Plus de cinq ans après l’attentat islamiste ayant coûté la vie à Samuel Paty, quatre accusés comparaissent de nouveau devant la cour d’assises spéciale de Paris ce lundi 26 janvier. Déjà condamnés en première instance, ils sont soupçonnés d’avoir aidé, à divers degrés, l’auteur de l’assassinat du professeur en octobre 2020.
Plus de cinq ans après l’attentat islamiste visant le professeur d’histoire-géographie Samuel Paty, plusieurs accusés comparaissent de nouveau devant la cour d’assises de Paris, ce lundi 26 janvier. Condamnés en première instance, ils ont été reconnus coupables d’avoir aidé, de près ou de loin, Abdoullakh Anzorov, le Tchétchène radicalisé, à passer à l’acte le 16 octobre 2020.

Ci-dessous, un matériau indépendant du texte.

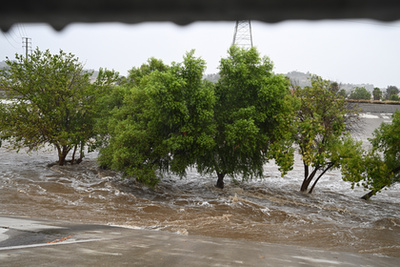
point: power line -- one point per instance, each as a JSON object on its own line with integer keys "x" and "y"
{"x": 5, "y": 36}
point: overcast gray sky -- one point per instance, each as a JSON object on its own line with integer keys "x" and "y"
{"x": 346, "y": 51}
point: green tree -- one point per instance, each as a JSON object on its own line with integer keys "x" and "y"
{"x": 52, "y": 102}
{"x": 377, "y": 93}
{"x": 381, "y": 165}
{"x": 249, "y": 101}
{"x": 165, "y": 122}
{"x": 319, "y": 131}
{"x": 392, "y": 92}
{"x": 360, "y": 93}
{"x": 342, "y": 93}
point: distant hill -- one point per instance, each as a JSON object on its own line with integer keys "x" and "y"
{"x": 303, "y": 79}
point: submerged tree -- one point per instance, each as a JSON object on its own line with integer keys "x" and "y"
{"x": 360, "y": 93}
{"x": 377, "y": 93}
{"x": 249, "y": 101}
{"x": 320, "y": 131}
{"x": 381, "y": 165}
{"x": 165, "y": 122}
{"x": 51, "y": 102}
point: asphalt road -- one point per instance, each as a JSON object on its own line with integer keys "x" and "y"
{"x": 27, "y": 242}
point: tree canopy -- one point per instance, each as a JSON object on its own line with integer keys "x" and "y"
{"x": 360, "y": 93}
{"x": 377, "y": 93}
{"x": 165, "y": 121}
{"x": 171, "y": 119}
{"x": 250, "y": 101}
{"x": 392, "y": 93}
{"x": 319, "y": 131}
{"x": 51, "y": 102}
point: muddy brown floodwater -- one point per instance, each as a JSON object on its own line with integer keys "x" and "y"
{"x": 268, "y": 210}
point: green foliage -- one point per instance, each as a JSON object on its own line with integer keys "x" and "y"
{"x": 52, "y": 102}
{"x": 377, "y": 93}
{"x": 249, "y": 100}
{"x": 164, "y": 123}
{"x": 360, "y": 93}
{"x": 319, "y": 131}
{"x": 381, "y": 164}
{"x": 394, "y": 98}
{"x": 342, "y": 93}
{"x": 392, "y": 92}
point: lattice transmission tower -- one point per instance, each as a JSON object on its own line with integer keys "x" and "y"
{"x": 243, "y": 36}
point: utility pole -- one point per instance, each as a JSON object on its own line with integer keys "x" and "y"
{"x": 243, "y": 36}
{"x": 27, "y": 44}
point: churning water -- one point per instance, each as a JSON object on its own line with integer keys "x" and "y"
{"x": 269, "y": 210}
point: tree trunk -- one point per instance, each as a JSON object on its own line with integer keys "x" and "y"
{"x": 62, "y": 154}
{"x": 330, "y": 165}
{"x": 220, "y": 181}
{"x": 73, "y": 155}
{"x": 371, "y": 194}
{"x": 307, "y": 178}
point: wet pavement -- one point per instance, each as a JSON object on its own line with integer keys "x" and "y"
{"x": 28, "y": 242}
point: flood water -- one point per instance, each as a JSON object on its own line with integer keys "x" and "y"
{"x": 268, "y": 210}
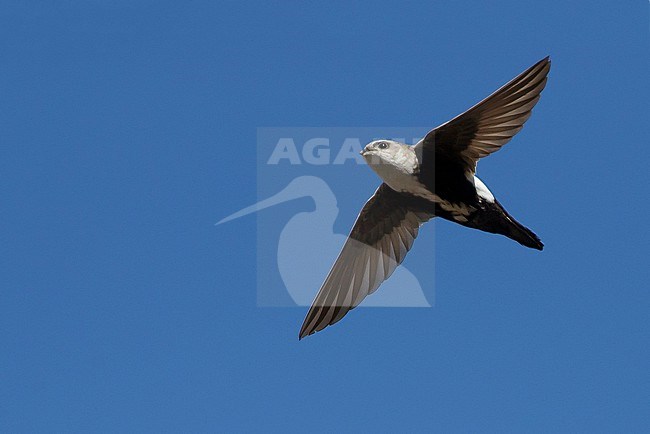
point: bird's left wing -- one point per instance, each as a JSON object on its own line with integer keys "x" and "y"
{"x": 490, "y": 124}
{"x": 380, "y": 238}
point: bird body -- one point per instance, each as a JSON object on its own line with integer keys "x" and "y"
{"x": 434, "y": 178}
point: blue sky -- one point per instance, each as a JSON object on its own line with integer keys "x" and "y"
{"x": 129, "y": 128}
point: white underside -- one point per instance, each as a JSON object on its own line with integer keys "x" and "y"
{"x": 400, "y": 178}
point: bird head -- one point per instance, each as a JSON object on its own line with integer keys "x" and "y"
{"x": 381, "y": 152}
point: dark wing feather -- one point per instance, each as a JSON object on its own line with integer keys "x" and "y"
{"x": 380, "y": 238}
{"x": 490, "y": 124}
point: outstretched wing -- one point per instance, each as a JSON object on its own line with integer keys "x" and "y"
{"x": 380, "y": 238}
{"x": 491, "y": 123}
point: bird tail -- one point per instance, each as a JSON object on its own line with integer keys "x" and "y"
{"x": 495, "y": 219}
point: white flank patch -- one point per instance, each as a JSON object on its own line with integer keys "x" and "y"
{"x": 482, "y": 190}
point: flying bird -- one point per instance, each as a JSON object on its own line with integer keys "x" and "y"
{"x": 434, "y": 178}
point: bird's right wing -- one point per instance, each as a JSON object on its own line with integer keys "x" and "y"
{"x": 380, "y": 238}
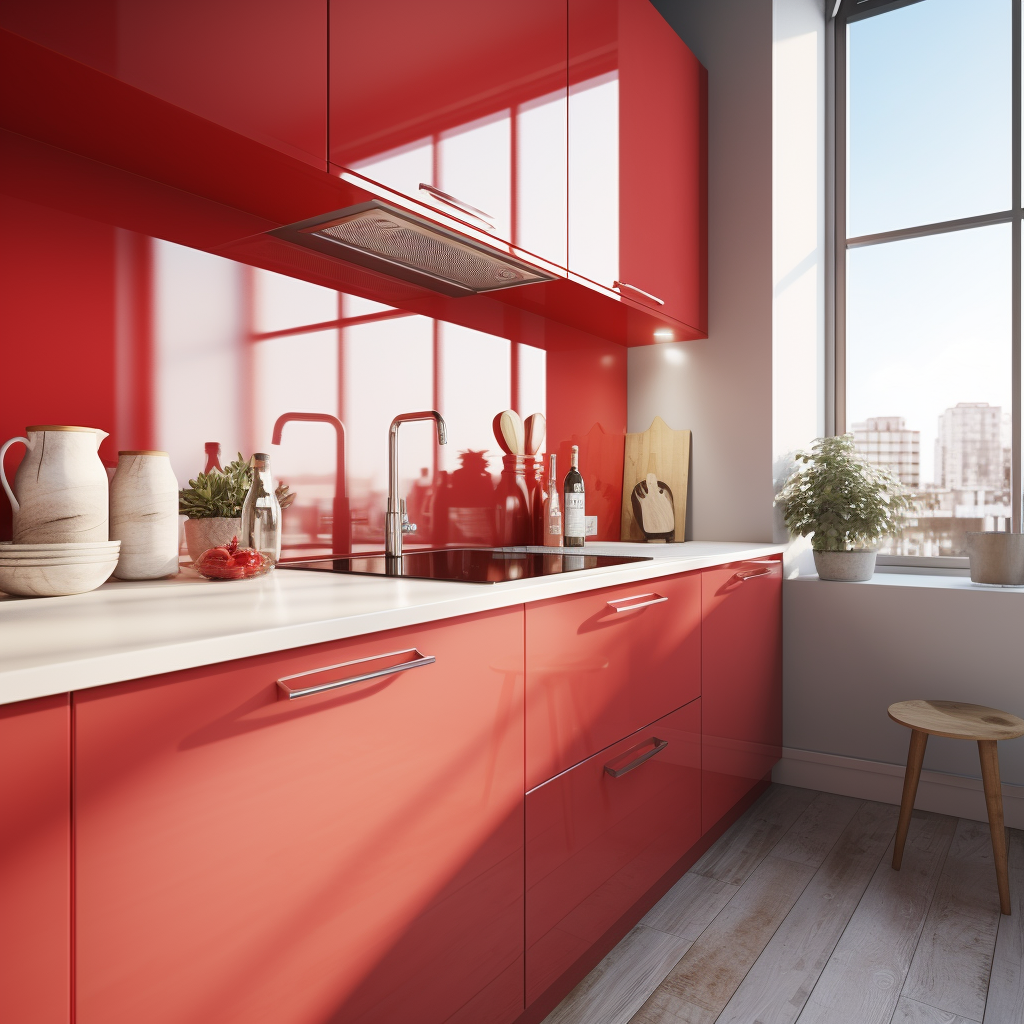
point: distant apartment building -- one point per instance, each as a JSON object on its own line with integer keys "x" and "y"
{"x": 885, "y": 440}
{"x": 969, "y": 452}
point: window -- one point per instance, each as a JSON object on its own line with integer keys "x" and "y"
{"x": 928, "y": 216}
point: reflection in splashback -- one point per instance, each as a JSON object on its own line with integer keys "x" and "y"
{"x": 168, "y": 346}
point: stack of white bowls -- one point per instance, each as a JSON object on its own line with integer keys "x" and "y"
{"x": 55, "y": 569}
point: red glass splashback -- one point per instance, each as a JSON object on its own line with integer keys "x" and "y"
{"x": 116, "y": 314}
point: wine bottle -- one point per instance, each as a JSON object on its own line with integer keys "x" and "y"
{"x": 551, "y": 520}
{"x": 574, "y": 527}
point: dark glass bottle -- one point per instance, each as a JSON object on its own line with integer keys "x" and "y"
{"x": 574, "y": 510}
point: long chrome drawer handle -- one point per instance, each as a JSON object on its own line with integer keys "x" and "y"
{"x": 620, "y": 285}
{"x": 659, "y": 744}
{"x": 753, "y": 573}
{"x": 458, "y": 204}
{"x": 416, "y": 663}
{"x": 621, "y": 605}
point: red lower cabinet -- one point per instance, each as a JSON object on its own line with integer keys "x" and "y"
{"x": 741, "y": 655}
{"x": 602, "y": 664}
{"x": 599, "y": 836}
{"x": 35, "y": 861}
{"x": 350, "y": 856}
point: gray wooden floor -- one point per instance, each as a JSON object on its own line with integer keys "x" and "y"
{"x": 795, "y": 914}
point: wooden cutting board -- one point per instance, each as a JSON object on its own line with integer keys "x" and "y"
{"x": 666, "y": 454}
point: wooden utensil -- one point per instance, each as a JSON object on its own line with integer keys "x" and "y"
{"x": 509, "y": 432}
{"x": 536, "y": 427}
{"x": 651, "y": 502}
{"x": 666, "y": 454}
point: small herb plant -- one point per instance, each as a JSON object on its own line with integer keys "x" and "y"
{"x": 220, "y": 494}
{"x": 843, "y": 500}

Pour rappel, Samuel Paty, décapité à la sortie des cours, était visé depuis plusieurs semaines par une campagne de harcèlement en ligne. Une fatwa, lancée par des islamistes, l’accusait d’avoir critiqué Mahomet devant ses élèves. Concrètement, qui sont les quatre accusés rejugés à partir de ce lundi matin ?
Deux hommes à l’origine de la campagne de harcèlement en ligne
Il y a d’abord les deux hommes à l’origine de la campagne de harcèlement en ligne. Brahim Chnina, le père de la collégienne qui a accusé Samuel Paty d’avoir critiqué Mahomet en cours, et Abdellakhim Sefrioui, prédicateur islamiste, auteur de nombreuses vidéos publiées sur internet mettant une cible dans le dos du professeur. Ils avaient été condamnés à 13 et 15 ans de prison en première instance.
Pour Me Francis Szpiner, avocat du fils de Samuel Paty, les deux hommes savaient parfaitement ce qu’ils faisaient. "Vous ne pouvez pas, dans le contexte actuel avec Charlie Hebdo et toute une série d’attentats, dire qu’on ne pouvait pas imaginer toutes les conséquences d’une telle campagne haineuse contre Samuel Paty, ça n’est pas sérieux", dénonce-t-il.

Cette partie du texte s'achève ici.